# Thread titles



## Rhod_TT (May 7, 2002)

Is there any way to encorage or limit the titles of thread? In recent weeks far too many have been popping up along the lines of "Problem", "Which should I get" and that's basicaly useless for the browser (they have to open every thread to see what's going on and I can't remember which one's I've read or not).

Maybe these subsections people have been refering too (engine & drivetrain, interior, ICE etc.) might be a good idea - at least people will then try and put threads in approximately the right place.


----------



## Rhod_TT (May 7, 2002)

Am I the only one bothered by this? It's driving me mad. I have to click every unknown "I need help" thread just to find out what it's about.

Is there a way we can encorage users/the OP to enter useful thread titles (like a drop down list of required 'title headers').

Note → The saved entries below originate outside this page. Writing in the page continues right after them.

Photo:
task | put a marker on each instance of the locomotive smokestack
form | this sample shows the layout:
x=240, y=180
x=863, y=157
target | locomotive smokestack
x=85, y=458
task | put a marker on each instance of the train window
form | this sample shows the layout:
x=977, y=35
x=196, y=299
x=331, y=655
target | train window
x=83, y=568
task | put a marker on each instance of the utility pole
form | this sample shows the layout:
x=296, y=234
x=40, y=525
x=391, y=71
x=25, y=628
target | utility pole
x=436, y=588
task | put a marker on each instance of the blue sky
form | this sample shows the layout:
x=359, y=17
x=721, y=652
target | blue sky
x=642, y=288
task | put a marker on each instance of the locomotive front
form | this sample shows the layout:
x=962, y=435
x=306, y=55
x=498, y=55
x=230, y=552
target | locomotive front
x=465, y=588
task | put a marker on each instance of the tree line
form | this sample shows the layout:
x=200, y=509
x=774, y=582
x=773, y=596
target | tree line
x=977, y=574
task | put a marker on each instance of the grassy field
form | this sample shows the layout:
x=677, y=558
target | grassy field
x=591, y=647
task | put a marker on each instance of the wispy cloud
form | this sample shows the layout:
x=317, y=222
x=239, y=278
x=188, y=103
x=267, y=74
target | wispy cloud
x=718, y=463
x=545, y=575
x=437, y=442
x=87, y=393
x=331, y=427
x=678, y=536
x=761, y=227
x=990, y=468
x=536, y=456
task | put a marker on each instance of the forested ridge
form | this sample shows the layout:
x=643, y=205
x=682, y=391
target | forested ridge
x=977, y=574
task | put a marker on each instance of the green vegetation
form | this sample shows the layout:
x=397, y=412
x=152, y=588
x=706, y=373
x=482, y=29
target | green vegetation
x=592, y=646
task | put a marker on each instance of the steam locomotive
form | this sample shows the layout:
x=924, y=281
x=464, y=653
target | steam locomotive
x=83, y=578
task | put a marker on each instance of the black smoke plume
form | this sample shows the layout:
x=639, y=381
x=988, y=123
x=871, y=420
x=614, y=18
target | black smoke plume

It doesn't mean creating seperate forum sections but it does atleast give a pointer to what a thread might contain and should therefore help with browsing.

eg from this mornings threads (although there doesn't seem to be any "untitled ones today").

Technical: Boost Gauge
Servicing: Help - My car is an import
Parts: tt breakers
Technical: 225 downpipe + cats...is there a point?
Technical: Brake pads...wear indicators
Technical: Front brake pads
Technical: window seems jamed
Technical: To N75 Race or not to N75 Race
Dealers/Specialists: G-WERKS
Interior: double cup holder to arm rest
Wheels/Tyres: different tyre widths front and back
Styling: Front indicator choices
Dealers/Specialists: APS - SUPERB SERVICE!
Remaps: The TT Shop Remap
Car Care: I need a clean hood!
Servicing: How much will Audi charge to replace front discs and pads?
Serviging: dealer servicing worth the money ?
Wheels/Tyres: Where do i get locking wheel nuts from?

Obviously the 'title headers' can be whatever is required and OP can change a title header if the thread takes on a distinct change in direction.


----------